The role of Project labels isn’t always obvious, especially in email. For more casual users, especially if they use multiple task managers, it doesn’t make sense to track their “main projects” in Gmail (the emphasis is on the things they understand as “projects”, in the sense of “this is a work project”).
But the great weakness in email is not ’email overload’ – I don’t believe it exists in a pure sense – but the fact that email is an open “catch all”. It is so simple, and used by absolutely everybody, that it becomes the obvious choice for communicating about ABSOLUTELY EVERYTHING. So there’s not an overload of email, there is simply no focus in email.
In a very real sense, projects partition emails into manageable “streams”. In full GTD, a project is not a “thing” in itself – it’s not well defined – it’s a group of related tasks that are not yet finished. You might think you have a project to “refurnish the kitchen”, but actually its a set of related tasks that keep going until you run out of tasks.

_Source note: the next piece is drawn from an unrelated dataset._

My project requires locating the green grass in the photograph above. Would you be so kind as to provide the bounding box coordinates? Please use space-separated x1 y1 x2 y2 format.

The project doesn’t end, the tasks do.
So far this might be very obvious to you! But I think it’s a very powerful idea. And for those of you who are saying “yeah yeah, get on with it”, I hope I have an interesting next level for you 🙂
There are many different types of conversation, and some conversations are so identifiable that they can be defined by the common path they take. A pipeline, if you will.
For example, in customer service, you 1) receive a request, 2) reassure that person you have heard them, 3) find out more details about the problem to try and find a solution, 4) tell that person the solution.
And for public relations, for a specific announcement, you might 1) Tell a member of the press the announcement, 2) get a reply asking more information or at least acknowledging it, 3) get confirmation they’ve written about it.
The pattern is so precise that you can codify it to repeat it. For example, I use the label format:
P/PR/<Campaign>/1) Contacted
P/PR/<Campaign>/2) Responded
P/PR/<Campaign>/3) Written
I then move each individual conversation through these pipelines.
There’s all manner of reasons why you’d do this – to educate a team about company processes, to ensure every contact is satisfied by your response (in the customer service example), to keep things moving forward to your goal (in the case of PR). And ultimately, for an overall sense of control & flow.
Implementing this is trivial with ActiveInbox; just use the number/bracket prefix on a label to order it.
There are two broad approaches depending on how well defined something is.
1) With something like the PR campaigns, it is a campaign, so you can create the necessary labels and reuse them a lot. The same example again being P/PR/<Campaign>/<Step>. More generically, this is P/<Type>/<Name>/<Step>. (The emails are mostly outbound).
2) With customer service the problems cannot be predicted. So, you give a project label for the problem (P/Issues/<Bug Name>, in our case); and have a category for the pipelined process (Pi/TicketFlow/1) Received -> Pi/TicketFlow/2) Acknowledged, etc.). (The emails are mostly inbound)
Oh, and while in future we may find a better way to have ActiveInbox support you doing this, right now I find ‘pin’ing popular labels a huge help.